Americans eat a lot of grains. Most of us grew up with a Food Guide Pyramid that told us to eat 6-11 servings of grain per day. The Pyramid below looks exactly like the one I remember going over in science class as a kid. What grains can I choose from for my 6-11 servings per day? Rice. Bread. Pasta. Cereal. See below. That is how they trained me.
Luckily as I've gotten older, I've taken it upon myself to learn about what I eat (which is a product of my social class and educational opportunities, no doubt). I found out that there are a mind boggling number of grains out there if I am willing to spend the time to learn how to cook them. As a vegetarian I have always had to watch my pasta/rice intake, and normally I do pretty well in that category. Before I started the Food Stamp Vegan challenge last month I had moved from brown rice to mostly quinoa. At one point I would pretty much only cook barley, quinoa, oatmeal, or millet at home. While there are lots of nutritionists out there touting the merits of different grains, quinoa and millet are usually rated pretty high in nutritional value and low in calories. This is a decent comparison chart for grain nutrient values. (Does anyone have any others that they recommend?)

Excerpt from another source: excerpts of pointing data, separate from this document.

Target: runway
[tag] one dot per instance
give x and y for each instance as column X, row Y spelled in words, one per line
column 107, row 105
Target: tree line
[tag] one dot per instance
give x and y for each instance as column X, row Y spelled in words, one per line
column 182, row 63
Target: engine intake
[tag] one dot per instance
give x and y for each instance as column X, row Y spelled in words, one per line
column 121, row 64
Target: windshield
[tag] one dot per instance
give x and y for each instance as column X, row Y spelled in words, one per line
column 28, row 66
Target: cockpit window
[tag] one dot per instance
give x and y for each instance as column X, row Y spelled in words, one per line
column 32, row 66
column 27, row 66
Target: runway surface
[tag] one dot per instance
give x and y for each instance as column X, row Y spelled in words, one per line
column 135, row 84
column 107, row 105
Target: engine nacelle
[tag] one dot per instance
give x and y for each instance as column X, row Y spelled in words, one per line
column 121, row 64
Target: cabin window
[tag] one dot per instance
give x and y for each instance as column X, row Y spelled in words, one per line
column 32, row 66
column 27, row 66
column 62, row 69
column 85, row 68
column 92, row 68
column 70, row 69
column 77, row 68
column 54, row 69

On the Food Stamp diet my grain intake totally changed. As you might have noticed this past month I ate a lot of brown rice and oatmeal (still do, actually - haven't run out yet!). When I bought that crappy loaf of high-fructose corn syrup "whole wheat" bread, I ate all of that too. Those were pretty much my only grains for the month. While they aren't horrible, they are not nearly as nutritionally powerful as grains like quinoa or millet would have been. Unfortunately, they were my only options.
The grain options at the stores I was going to all month were very limited. I usually had to choose between these items:
- white tortilla, whole wheat if I was lucky
- brown or white rice - sold in BULK sometimes
- white pita (never found whole wheat)
- pasta
- highly processed breads - there were often multi grain or whole wheat options but they were by no means baked on site and always had high fructose corn syrup in them
- crackers, cookies, chips, pretzels in every flavor I could ever dream of and at a relatively low price
- cereal - always the boxed variety, always with a handful of healthy options (such as that box of Total) but still not too many
Quinoa was nowhere to be found anywhere I shopped last month. Millet, no way. I did find some "Whole Wheat" that had some things written on it in Arabic, but I haven't been brave enough or motivated enough to try to cook it yet.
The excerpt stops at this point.